Джинн, которого Дашков назвал Абдульбари, в точности походил на стоящую передо мной статую. Только ростом в два десятка метров. В остальном — синий гигант, четыре руки, шесть пар крыльев за спиной, три глаза и три острых рога. И клыкастая пасть…
Не затыкающаяся ни на секунду!
— МИР И ВАМ, О ПРЕКРАСНЫЕ СМЕРТНЫЕ, БОЛЬШИЕ И МАЛЕНЬКИЕ! ДА БУДЕТЕ ВЫ ВЕЧНО МОЛОДЫ И ПРЕКРАСНЫ ПОД НЕБОМ ВСЕВЫШНЕГО, О, СЛАДКИЙ ЕЛЕЙ МОЕГО СЕРДЦА!
— Что он несёт? — раздался за моей спиной шёпот. Кажется, это был Мирон. Воздух так сильно клубился от ауры гостя, что я толком не смог разобрать.
О, эта аура! Уж на что я был Архимаг, а подобное встречал по-настоящему редко! Не берусь утверждать даже то, что сам когда-либо обладал аурой сравнимой мощи!
В ушах играет бравурная нездешняя музыка — пищат бесчисленные дудки, бьют тяжёлые барабаны, от звонких трелей хочется пуститься то ли в пляс, то ли на марш!
И аромат… Аж в животе заурчало! От джинна пахнет, словно передо мной роскошный стол, уставленный изысканными яствами, да ещё окуренный благовониями.

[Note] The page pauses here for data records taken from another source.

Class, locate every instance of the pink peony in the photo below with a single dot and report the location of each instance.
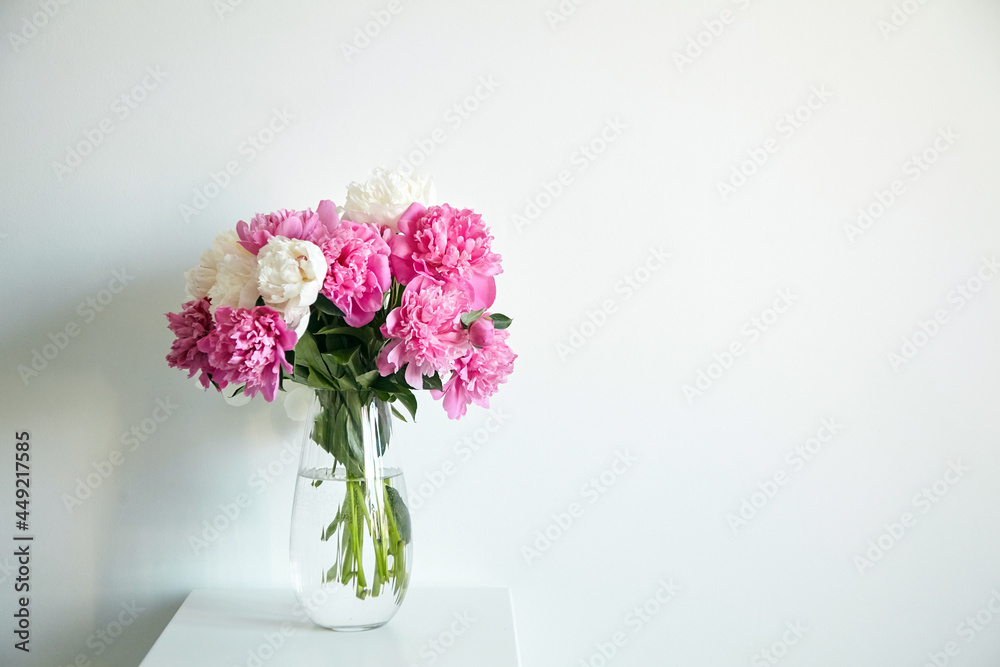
(248, 346)
(477, 376)
(305, 225)
(358, 276)
(448, 245)
(425, 331)
(192, 324)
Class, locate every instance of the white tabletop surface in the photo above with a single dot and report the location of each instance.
(258, 628)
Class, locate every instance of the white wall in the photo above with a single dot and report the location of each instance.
(686, 127)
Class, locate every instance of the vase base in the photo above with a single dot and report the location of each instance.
(352, 628)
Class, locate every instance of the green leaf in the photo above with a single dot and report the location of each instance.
(326, 306)
(307, 352)
(320, 381)
(363, 334)
(341, 357)
(408, 400)
(469, 318)
(366, 379)
(400, 513)
(500, 321)
(433, 382)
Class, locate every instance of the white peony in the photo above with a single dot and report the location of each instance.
(290, 274)
(201, 278)
(385, 196)
(229, 271)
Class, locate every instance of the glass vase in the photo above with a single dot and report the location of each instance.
(350, 546)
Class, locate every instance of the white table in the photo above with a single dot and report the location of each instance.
(444, 627)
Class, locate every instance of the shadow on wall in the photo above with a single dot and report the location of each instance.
(129, 459)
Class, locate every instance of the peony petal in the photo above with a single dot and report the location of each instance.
(327, 212)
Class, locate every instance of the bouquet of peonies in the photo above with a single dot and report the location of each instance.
(387, 294)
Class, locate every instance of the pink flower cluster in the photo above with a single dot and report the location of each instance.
(358, 274)
(439, 267)
(306, 225)
(240, 346)
(444, 259)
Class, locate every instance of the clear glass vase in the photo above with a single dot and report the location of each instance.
(350, 546)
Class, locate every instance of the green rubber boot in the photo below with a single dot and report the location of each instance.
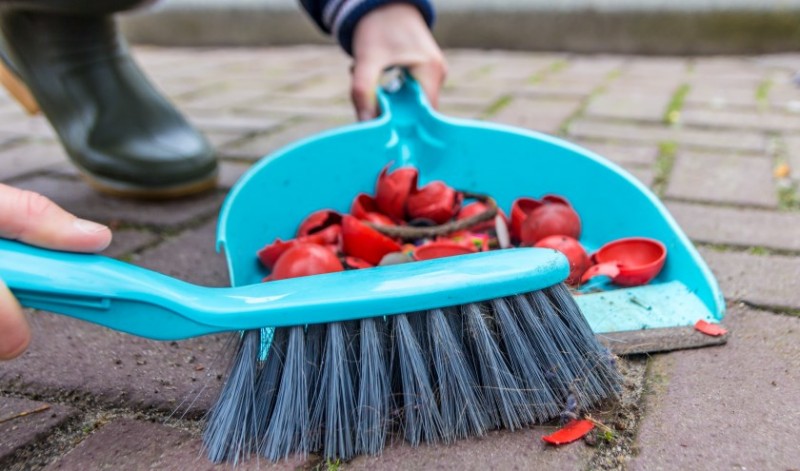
(123, 135)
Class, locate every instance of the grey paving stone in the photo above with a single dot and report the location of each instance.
(738, 226)
(132, 445)
(518, 450)
(539, 115)
(189, 256)
(261, 145)
(793, 157)
(705, 413)
(126, 241)
(30, 156)
(630, 106)
(18, 432)
(761, 280)
(627, 155)
(741, 141)
(720, 95)
(75, 359)
(77, 197)
(120, 369)
(230, 172)
(731, 119)
(721, 178)
(215, 120)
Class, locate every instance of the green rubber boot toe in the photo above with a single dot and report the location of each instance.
(121, 133)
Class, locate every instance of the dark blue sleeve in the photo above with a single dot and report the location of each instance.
(340, 17)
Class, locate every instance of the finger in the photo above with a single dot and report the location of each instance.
(366, 75)
(15, 335)
(34, 219)
(430, 76)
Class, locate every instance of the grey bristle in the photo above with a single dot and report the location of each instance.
(232, 430)
(557, 372)
(523, 361)
(501, 388)
(461, 405)
(583, 384)
(288, 425)
(601, 364)
(334, 409)
(345, 388)
(374, 394)
(421, 418)
(315, 348)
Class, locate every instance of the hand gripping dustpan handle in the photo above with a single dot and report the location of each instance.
(145, 303)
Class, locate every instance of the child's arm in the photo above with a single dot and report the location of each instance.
(380, 34)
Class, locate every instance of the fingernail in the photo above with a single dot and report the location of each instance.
(89, 227)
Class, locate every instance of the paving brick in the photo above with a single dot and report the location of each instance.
(540, 115)
(716, 177)
(81, 200)
(793, 156)
(126, 241)
(718, 95)
(519, 450)
(18, 432)
(630, 106)
(214, 120)
(29, 156)
(556, 87)
(627, 155)
(738, 226)
(703, 413)
(230, 172)
(755, 120)
(762, 280)
(71, 358)
(190, 256)
(261, 145)
(742, 141)
(155, 446)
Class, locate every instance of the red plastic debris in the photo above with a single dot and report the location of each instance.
(475, 208)
(574, 430)
(393, 189)
(520, 210)
(305, 259)
(551, 218)
(441, 249)
(364, 242)
(708, 328)
(573, 250)
(363, 204)
(435, 201)
(318, 221)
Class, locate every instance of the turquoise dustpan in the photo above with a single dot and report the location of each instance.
(327, 171)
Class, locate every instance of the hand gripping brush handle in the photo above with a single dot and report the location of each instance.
(142, 302)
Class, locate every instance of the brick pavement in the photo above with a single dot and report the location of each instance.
(707, 133)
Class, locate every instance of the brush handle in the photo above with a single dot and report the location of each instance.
(138, 301)
(99, 289)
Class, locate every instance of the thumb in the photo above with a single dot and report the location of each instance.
(34, 219)
(14, 331)
(430, 76)
(366, 75)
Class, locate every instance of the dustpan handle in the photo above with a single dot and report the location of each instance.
(401, 97)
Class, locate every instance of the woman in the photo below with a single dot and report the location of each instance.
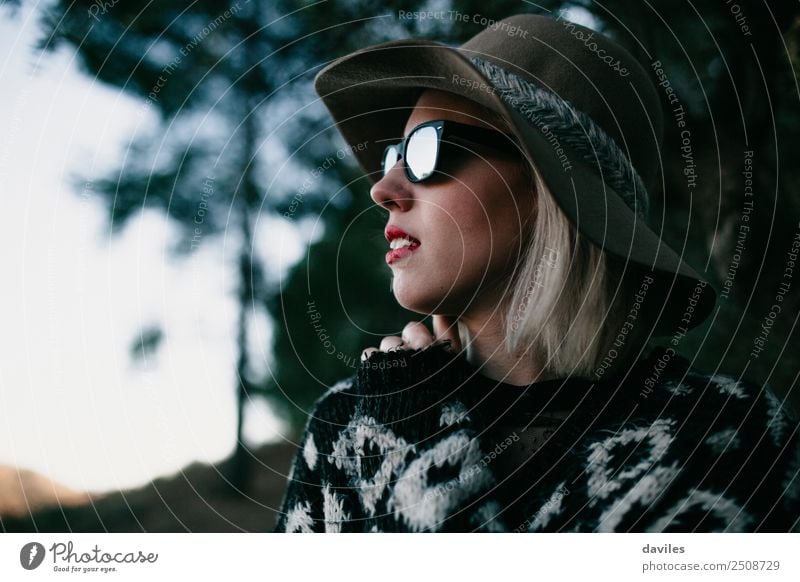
(514, 171)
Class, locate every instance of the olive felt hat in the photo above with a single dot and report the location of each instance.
(582, 109)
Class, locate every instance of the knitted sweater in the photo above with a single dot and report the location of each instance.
(418, 440)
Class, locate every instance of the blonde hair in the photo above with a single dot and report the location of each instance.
(570, 299)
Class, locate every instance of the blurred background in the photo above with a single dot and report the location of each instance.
(175, 201)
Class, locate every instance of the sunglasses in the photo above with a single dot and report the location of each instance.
(421, 149)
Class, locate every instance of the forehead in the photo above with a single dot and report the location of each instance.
(434, 104)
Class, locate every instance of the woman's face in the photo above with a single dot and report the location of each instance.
(470, 223)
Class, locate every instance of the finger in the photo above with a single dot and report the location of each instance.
(390, 343)
(445, 328)
(416, 335)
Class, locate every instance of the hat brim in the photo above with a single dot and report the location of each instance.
(370, 94)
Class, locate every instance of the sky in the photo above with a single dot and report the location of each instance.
(73, 406)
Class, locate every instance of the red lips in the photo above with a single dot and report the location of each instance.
(393, 232)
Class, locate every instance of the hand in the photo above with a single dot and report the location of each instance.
(416, 336)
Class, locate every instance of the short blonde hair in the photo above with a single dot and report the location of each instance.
(569, 299)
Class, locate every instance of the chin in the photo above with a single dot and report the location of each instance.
(424, 301)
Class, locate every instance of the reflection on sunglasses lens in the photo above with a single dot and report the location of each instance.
(389, 159)
(421, 152)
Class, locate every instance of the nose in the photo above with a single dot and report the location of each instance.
(393, 191)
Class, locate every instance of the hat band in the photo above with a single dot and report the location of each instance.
(574, 128)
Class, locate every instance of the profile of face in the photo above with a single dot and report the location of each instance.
(471, 220)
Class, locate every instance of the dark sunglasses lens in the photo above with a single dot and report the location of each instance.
(421, 152)
(390, 157)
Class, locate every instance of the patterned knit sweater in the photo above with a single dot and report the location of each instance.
(418, 440)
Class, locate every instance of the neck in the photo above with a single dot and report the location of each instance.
(483, 339)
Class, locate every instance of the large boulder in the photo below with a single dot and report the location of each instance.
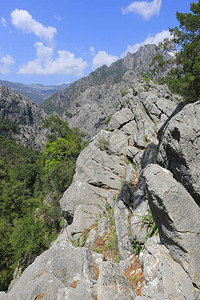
(112, 284)
(177, 217)
(164, 278)
(56, 273)
(179, 145)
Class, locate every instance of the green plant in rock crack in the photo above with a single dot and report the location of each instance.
(81, 240)
(110, 238)
(103, 143)
(148, 222)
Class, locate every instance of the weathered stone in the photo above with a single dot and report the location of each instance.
(149, 156)
(126, 194)
(118, 142)
(103, 226)
(179, 148)
(84, 216)
(130, 128)
(165, 278)
(55, 269)
(120, 118)
(138, 227)
(121, 214)
(113, 285)
(80, 193)
(177, 217)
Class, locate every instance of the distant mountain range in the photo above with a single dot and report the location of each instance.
(136, 63)
(35, 92)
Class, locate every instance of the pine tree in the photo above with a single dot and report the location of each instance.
(184, 76)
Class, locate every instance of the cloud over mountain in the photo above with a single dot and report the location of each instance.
(5, 63)
(151, 39)
(22, 20)
(103, 58)
(65, 63)
(144, 8)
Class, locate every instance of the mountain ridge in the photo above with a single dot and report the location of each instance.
(137, 62)
(35, 92)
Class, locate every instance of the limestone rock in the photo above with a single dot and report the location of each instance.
(55, 272)
(112, 284)
(122, 229)
(177, 217)
(179, 148)
(138, 228)
(165, 278)
(120, 118)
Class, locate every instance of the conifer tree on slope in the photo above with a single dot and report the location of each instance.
(184, 76)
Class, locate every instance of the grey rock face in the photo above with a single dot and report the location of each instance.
(165, 278)
(55, 272)
(139, 230)
(122, 229)
(177, 217)
(112, 285)
(179, 148)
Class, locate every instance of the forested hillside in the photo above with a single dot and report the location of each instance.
(31, 185)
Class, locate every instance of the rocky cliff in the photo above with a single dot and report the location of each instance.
(35, 92)
(26, 115)
(147, 161)
(95, 89)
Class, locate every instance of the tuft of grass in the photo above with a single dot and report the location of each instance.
(103, 143)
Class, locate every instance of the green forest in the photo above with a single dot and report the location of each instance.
(31, 185)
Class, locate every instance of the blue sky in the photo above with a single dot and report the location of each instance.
(50, 42)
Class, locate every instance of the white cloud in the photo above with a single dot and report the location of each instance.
(22, 20)
(144, 8)
(5, 63)
(92, 50)
(159, 37)
(65, 63)
(3, 22)
(103, 58)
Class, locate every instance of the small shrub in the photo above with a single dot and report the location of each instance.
(107, 120)
(103, 143)
(123, 92)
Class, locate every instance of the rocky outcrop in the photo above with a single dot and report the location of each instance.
(27, 115)
(122, 176)
(99, 86)
(178, 218)
(179, 148)
(35, 92)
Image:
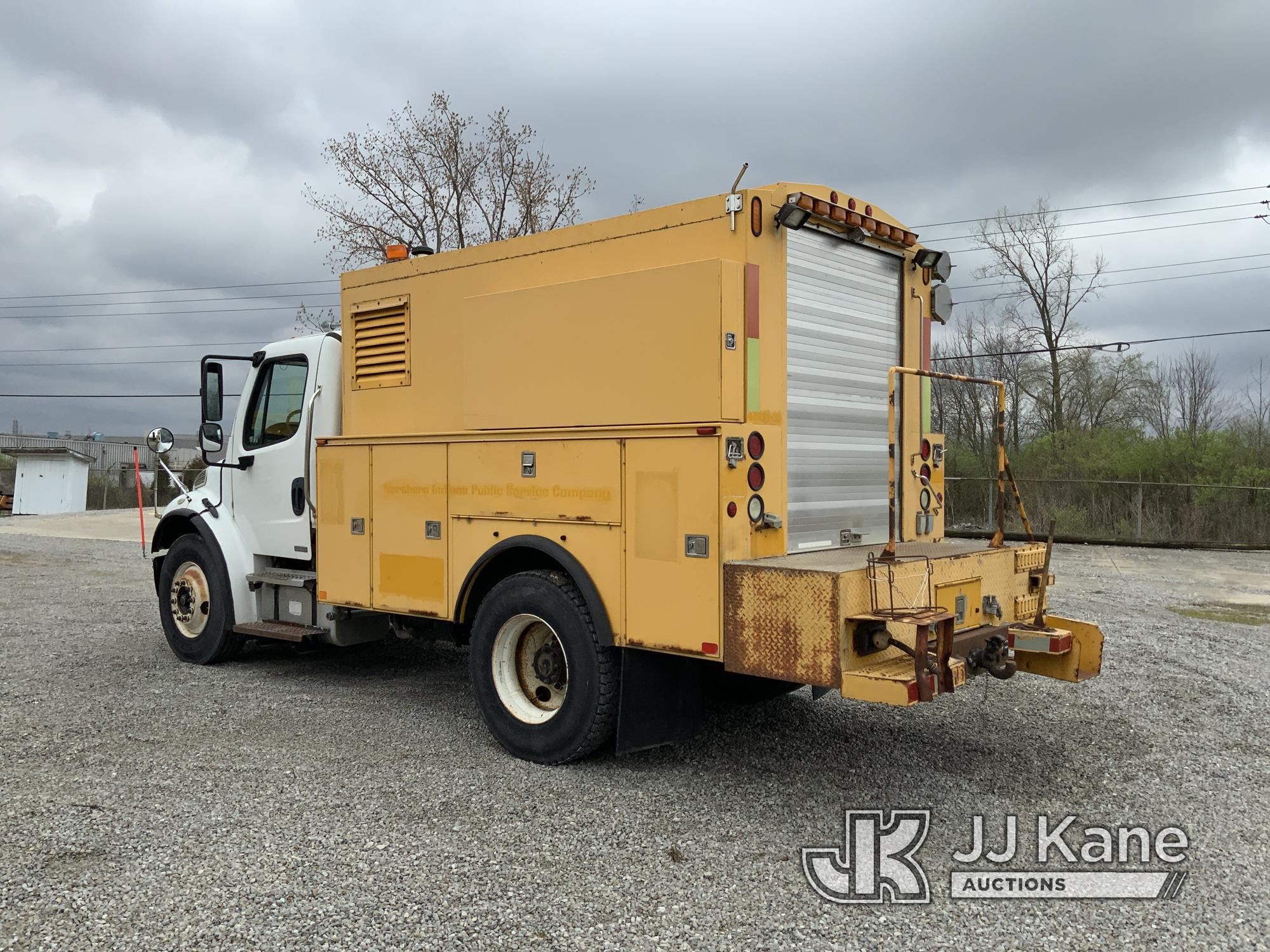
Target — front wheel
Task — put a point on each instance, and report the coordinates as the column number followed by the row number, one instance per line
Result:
column 195, row 604
column 545, row 686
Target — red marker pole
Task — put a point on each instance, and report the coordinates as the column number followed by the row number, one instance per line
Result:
column 142, row 508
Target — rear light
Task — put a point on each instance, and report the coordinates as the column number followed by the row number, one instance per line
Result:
column 755, row 510
column 836, row 214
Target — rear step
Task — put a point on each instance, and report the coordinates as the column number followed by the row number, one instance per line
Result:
column 294, row 578
column 893, row 681
column 279, row 631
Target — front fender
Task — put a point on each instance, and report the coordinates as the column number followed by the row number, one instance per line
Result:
column 224, row 539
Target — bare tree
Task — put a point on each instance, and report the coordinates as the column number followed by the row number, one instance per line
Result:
column 1197, row 393
column 445, row 180
column 1255, row 420
column 1156, row 402
column 1043, row 286
column 317, row 322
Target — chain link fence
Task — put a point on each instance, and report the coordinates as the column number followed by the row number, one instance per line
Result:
column 1118, row 511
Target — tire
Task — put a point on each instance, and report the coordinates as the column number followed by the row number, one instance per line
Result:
column 195, row 604
column 732, row 689
column 545, row 686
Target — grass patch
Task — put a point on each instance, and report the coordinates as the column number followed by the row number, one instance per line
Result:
column 1226, row 612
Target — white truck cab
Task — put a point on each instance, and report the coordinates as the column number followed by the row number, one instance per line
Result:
column 234, row 554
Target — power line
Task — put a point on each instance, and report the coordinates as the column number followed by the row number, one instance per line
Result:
column 1106, row 205
column 335, row 281
column 133, row 347
column 163, row 291
column 142, row 314
column 109, row 397
column 101, row 364
column 1120, row 345
column 171, row 301
column 1123, row 284
column 1123, row 218
column 1131, row 232
column 1117, row 271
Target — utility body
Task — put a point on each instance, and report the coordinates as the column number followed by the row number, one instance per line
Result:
column 636, row 461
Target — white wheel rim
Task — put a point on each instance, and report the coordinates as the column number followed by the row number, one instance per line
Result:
column 190, row 600
column 524, row 642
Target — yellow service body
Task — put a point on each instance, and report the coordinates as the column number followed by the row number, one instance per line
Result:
column 622, row 355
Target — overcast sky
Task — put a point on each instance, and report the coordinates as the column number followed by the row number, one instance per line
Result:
column 164, row 145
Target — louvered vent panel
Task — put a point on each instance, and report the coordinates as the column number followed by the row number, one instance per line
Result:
column 382, row 343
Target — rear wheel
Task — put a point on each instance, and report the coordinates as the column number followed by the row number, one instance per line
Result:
column 195, row 604
column 544, row 684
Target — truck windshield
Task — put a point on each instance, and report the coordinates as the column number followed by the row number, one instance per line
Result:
column 277, row 403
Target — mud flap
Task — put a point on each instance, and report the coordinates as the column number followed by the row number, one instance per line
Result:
column 1081, row 663
column 661, row 700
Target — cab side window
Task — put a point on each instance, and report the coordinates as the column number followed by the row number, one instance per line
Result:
column 277, row 403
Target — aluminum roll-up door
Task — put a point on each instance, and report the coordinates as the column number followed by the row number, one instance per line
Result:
column 844, row 334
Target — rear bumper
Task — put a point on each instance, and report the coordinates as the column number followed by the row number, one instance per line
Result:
column 829, row 619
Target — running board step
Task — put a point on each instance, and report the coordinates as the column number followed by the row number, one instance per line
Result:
column 293, row 578
column 280, row 631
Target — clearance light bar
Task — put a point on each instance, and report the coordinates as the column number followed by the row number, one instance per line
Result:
column 802, row 208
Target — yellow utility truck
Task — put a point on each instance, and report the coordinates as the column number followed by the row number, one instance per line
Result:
column 633, row 463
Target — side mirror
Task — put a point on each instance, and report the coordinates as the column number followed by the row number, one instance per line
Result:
column 211, row 392
column 161, row 440
column 211, row 437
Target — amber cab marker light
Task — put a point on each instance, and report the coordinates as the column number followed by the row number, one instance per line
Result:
column 755, row 446
column 756, row 477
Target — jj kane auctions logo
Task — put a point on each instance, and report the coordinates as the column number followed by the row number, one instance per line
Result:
column 878, row 861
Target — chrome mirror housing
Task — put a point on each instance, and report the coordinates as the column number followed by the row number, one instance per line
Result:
column 161, row 440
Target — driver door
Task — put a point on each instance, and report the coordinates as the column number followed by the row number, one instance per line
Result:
column 269, row 497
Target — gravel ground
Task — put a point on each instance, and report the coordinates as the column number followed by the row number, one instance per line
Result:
column 354, row 799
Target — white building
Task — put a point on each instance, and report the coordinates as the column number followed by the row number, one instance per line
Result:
column 49, row 480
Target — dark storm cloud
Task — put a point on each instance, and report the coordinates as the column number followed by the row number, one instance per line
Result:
column 150, row 145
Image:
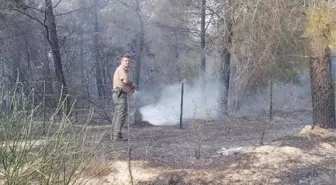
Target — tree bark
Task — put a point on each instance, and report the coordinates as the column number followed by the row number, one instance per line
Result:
column 139, row 47
column 53, row 41
column 321, row 84
column 98, row 66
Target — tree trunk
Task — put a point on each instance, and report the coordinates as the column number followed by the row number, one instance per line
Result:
column 53, row 40
column 139, row 47
column 225, row 55
column 321, row 84
column 98, row 66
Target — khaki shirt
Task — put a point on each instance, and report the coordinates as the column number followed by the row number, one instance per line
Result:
column 120, row 74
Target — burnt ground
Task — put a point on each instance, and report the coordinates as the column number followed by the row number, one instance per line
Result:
column 168, row 147
column 173, row 147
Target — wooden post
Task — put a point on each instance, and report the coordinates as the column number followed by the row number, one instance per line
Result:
column 271, row 101
column 181, row 108
column 44, row 107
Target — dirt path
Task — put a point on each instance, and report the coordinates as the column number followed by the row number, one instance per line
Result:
column 166, row 155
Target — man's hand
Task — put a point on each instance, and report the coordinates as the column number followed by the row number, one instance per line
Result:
column 132, row 87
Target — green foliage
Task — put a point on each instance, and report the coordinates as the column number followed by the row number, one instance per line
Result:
column 29, row 157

Немного смахивает на какофонию, честно говоря, но аппетитно. Если слово «какофония» вообще применимо к запахам, м-да.
Остальные дети тоже явно увидели силу джинна. Одна лишь Рина не зажмурила глаза, буквально пожирая существо взглядом.
Наконец, Дашков нарушил ненадолго повисшую тишину.
— Мир и тебе, о великий из великих строителей дворцов, стен и башен! Я вижу, члены твои всё так же могучи, а высокое чело подпирает само небо! Я счастлив вновь видеть тебя в добром здравии спустя столько лет, и буду каждый день молиться о том, чтобы силы не покинули тебя никогда и впредь!
На лица взрослых стало по-настоящему смешно смотреть. Они явно никогда не слышали не то что уважительной беседы с джинном, а даже о том, как они должны проходить.
А вот я кое-что слышал, хоть никогда и не присутствовал лично. И потому стоял спокойный, вслушиваясь в тончайшие оттенки ауры пришельца.
Потому что для джиннов такое расшаркивание — норма. Это часть их древней культуры. Так они сильным выражают своё подобострастие, слабым — снисхождение, друзьям — уважение, а врагам — вежливость. И от других ждут того же.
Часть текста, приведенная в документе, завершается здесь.